Andrew switched on the radio. “Baby, It’s Cold Outside” was playing—one of the songs from her first-dance shortlist. She realized that she hadn’t thought of George since Olivia’s collapse. The crisis of the morning seemed to have blasted everything else sideways. And actually, she was glad George hadn’t been around. She’d never seen him in an emergency, apart from the time his friend had staggered off the rugby pitch with a gory nose, and George had gone white and done nothing. If he couldn’t deal with that, she doubted he’d have been much use earlier. Andrew began humming along to the male parts in the song. “Curious lyrics, aren’t they?” he said.

“I’d been thinking of it as our first dance,” said Phoebe.

“First dance?”

“At the wedding. Me and George. The wedding that’s not happening.”

“Oh! Right, right. Well, I’m not sure about that. Isn’t it a sort of rapist ditty?”

She laughed.

“Rather camp, too, I’d have thought,” he said, and then hurriedly added: “I mean, not that George was camp—is camp.”

“It’s OK, Daddy. It’s not important now,” she said.

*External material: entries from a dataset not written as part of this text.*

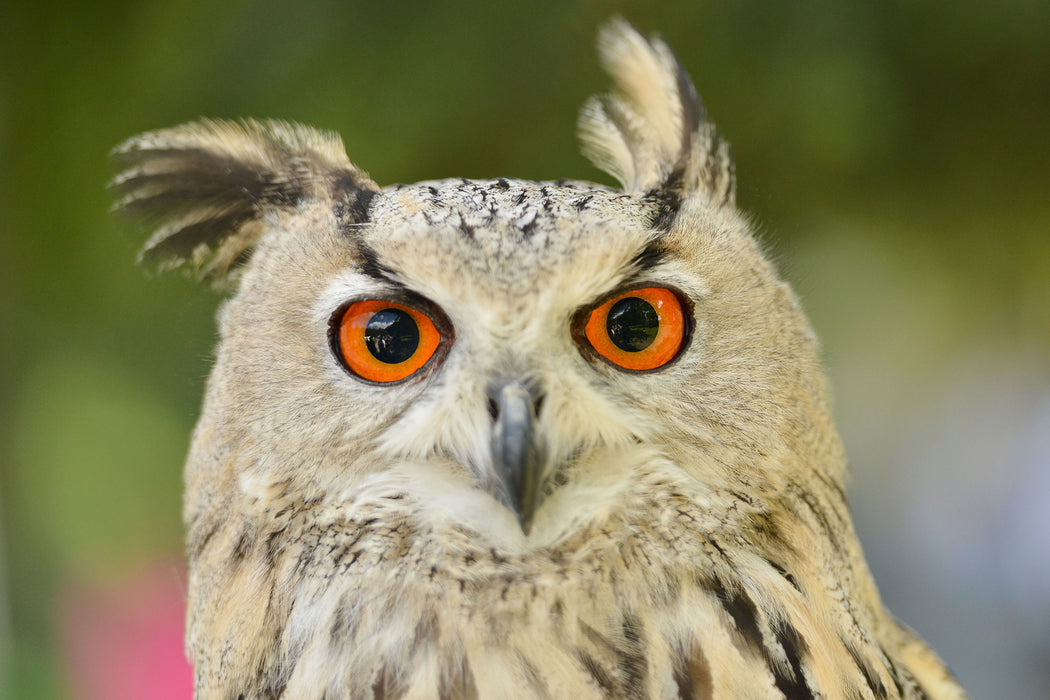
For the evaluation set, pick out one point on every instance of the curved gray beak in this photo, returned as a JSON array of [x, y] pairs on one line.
[[518, 451]]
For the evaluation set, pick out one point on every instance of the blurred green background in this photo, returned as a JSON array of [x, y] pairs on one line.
[[894, 154]]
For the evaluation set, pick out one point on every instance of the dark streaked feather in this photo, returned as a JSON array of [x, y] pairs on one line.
[[206, 187]]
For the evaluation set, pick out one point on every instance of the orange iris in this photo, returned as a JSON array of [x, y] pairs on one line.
[[637, 330], [385, 341]]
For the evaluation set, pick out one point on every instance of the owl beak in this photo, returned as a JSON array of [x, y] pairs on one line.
[[518, 453]]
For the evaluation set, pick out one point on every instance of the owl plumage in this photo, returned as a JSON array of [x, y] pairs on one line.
[[519, 516]]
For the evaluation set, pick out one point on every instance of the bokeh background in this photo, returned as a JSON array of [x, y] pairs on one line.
[[895, 155]]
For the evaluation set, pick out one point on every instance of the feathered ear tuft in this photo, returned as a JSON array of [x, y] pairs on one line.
[[651, 134], [206, 187]]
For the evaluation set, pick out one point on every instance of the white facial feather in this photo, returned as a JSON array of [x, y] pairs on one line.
[[613, 473]]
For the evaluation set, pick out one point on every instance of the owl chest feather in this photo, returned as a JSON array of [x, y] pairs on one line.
[[681, 606]]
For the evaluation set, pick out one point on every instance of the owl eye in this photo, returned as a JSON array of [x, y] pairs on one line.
[[638, 330], [384, 341]]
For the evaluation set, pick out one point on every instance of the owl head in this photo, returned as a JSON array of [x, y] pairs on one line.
[[509, 357]]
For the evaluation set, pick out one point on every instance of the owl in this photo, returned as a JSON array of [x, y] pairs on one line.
[[506, 439]]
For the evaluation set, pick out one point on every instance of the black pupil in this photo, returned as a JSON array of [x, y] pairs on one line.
[[632, 324], [392, 336]]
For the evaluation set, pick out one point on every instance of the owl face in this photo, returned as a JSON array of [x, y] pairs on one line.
[[509, 439], [481, 346]]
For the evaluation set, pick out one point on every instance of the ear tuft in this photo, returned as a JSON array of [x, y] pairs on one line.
[[206, 187], [652, 133]]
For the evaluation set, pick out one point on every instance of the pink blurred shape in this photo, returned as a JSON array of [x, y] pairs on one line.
[[125, 641]]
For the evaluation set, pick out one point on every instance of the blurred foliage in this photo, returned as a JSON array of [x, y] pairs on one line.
[[899, 151]]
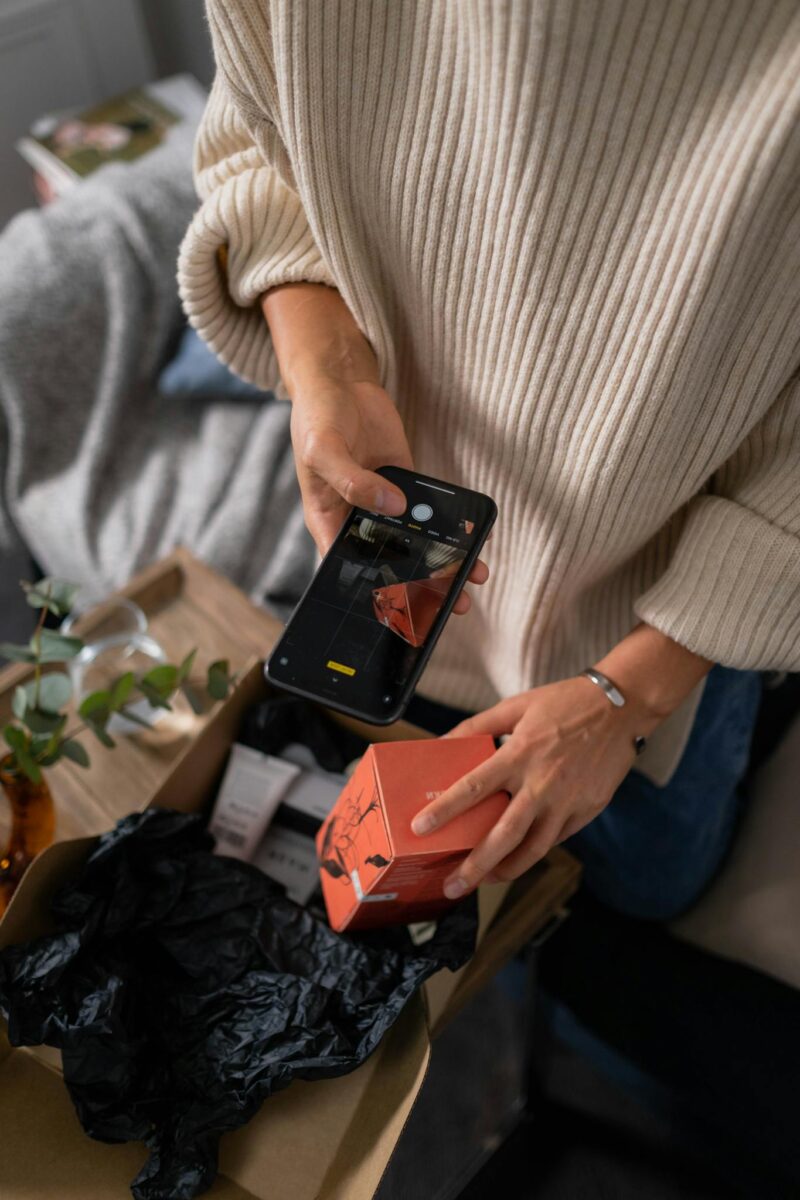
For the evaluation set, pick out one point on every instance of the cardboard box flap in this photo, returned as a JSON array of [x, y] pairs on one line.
[[326, 1140]]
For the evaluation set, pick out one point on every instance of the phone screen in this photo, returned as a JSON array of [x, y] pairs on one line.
[[367, 622]]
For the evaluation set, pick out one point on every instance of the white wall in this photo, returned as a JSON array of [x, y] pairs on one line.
[[179, 37]]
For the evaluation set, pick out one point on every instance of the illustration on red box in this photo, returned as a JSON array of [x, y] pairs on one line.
[[409, 610], [373, 869]]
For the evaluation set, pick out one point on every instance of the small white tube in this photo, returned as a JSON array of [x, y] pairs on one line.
[[252, 789]]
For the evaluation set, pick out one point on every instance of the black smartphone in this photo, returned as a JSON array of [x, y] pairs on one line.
[[365, 628]]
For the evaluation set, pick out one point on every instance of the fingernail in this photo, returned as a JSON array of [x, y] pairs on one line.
[[455, 888], [423, 823], [390, 503]]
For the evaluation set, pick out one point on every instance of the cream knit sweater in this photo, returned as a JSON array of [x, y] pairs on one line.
[[571, 233]]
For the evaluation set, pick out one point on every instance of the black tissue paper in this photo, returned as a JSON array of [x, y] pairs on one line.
[[185, 988]]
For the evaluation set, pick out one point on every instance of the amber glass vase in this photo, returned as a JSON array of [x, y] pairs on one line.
[[32, 827]]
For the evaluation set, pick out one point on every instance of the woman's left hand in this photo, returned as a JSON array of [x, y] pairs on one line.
[[567, 751]]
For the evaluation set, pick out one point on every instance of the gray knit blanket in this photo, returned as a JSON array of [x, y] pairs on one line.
[[101, 473]]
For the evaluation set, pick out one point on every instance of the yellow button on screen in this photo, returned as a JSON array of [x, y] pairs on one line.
[[340, 666]]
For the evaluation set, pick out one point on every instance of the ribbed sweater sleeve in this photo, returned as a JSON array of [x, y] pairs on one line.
[[251, 232], [732, 591]]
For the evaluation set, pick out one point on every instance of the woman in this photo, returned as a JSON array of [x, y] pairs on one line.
[[551, 251]]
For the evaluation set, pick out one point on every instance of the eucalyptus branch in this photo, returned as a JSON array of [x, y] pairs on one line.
[[36, 737]]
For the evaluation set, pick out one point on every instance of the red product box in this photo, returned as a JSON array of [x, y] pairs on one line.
[[409, 610], [373, 869]]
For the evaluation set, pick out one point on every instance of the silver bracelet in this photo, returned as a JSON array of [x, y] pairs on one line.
[[615, 696]]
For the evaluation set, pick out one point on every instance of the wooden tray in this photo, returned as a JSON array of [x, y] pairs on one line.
[[187, 605]]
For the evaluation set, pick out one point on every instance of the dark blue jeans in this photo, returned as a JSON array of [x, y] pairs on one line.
[[654, 850]]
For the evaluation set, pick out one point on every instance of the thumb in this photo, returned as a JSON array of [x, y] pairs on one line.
[[329, 457]]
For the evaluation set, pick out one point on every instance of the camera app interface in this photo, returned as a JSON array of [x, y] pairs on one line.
[[361, 630]]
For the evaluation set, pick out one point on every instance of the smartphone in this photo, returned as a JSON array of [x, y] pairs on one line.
[[364, 630]]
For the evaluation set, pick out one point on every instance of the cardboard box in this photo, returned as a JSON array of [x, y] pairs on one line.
[[328, 1140], [373, 869]]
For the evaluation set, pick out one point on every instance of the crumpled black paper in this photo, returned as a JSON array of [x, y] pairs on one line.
[[185, 988]]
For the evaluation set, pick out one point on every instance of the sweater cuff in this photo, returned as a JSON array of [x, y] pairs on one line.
[[732, 592], [250, 235]]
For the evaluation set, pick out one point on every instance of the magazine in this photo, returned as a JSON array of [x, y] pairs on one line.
[[65, 148]]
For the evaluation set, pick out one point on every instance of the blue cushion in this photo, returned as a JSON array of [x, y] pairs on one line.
[[197, 371]]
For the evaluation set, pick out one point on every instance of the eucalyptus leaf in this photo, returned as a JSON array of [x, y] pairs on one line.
[[194, 700], [40, 743], [52, 647], [96, 707], [56, 595], [121, 690], [155, 697], [42, 723], [163, 678], [17, 653], [76, 751], [54, 691], [218, 679]]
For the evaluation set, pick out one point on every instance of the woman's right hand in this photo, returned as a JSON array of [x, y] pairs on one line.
[[343, 424], [341, 432]]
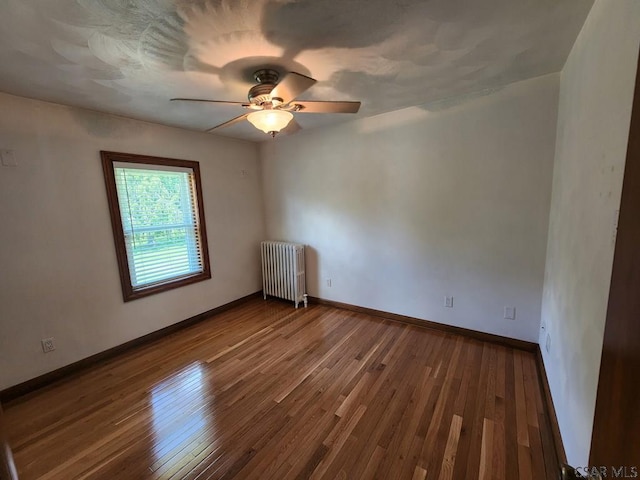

Andrew just nodded slightly, as they whipped round the roads to London.





Jesse


ROYAL AIR FORCE LAKENHEATH, NORFOLK, 12:13 P.M.

? ? ?

Ordinarily, Jesse would have been psyched to see inside a military plane. But this, he thought as they took off, was a long way from Top Gun. It was eerie to be the only passenger. If he’d known he’d wind up here, in a medevac bubble, he wondered if he’d have e-mailed Andrew at all. You still would have, he thought. You’d still have wanted to know him—to know them. He stared out the window at the British countryside below. The quilt of little green rectangles, stitched with hedges, looked so tame. He wished he could stay suspended up here forever, never to face everything on the ground. He willed Olivia to be OK. The last time he’d seen her, before she was wheeled into her plane, she’d been wrapped in a silver blanket, her face a dead grayish color. A doctor had been trying to give her a glucose drink. He was dressed in a full hazard suit, like everyone they’d encountered since leaving the ambulance. It was like they’d been thrown into a CSI episode—he and Olivia the victims. His ring finger found the cut on his palm. How could something so tiny, so insignificant, be so huge? Would everything be different if he hadn’t grabbed the fence at that exact place? The possibility that he really might have contracted Haag fluttered inside him. You had to do what you did, he told himself. You had no choice. You can handle this. Besides, if you’ve caught it, you won’t even know yet, so there’s no point worrying. He tried to practice his relaxation techniques, consciously softening his forehead, unclenching his jaw and hands. But a cold, creeping fear was fast replacing the adrenaline from before. He wanted to wash his hands—to bleach his hands. He realized his nail was in danger of gouging the cut deeper, making things even worse. Was the nausea welling up inside him nerves, or the start of something?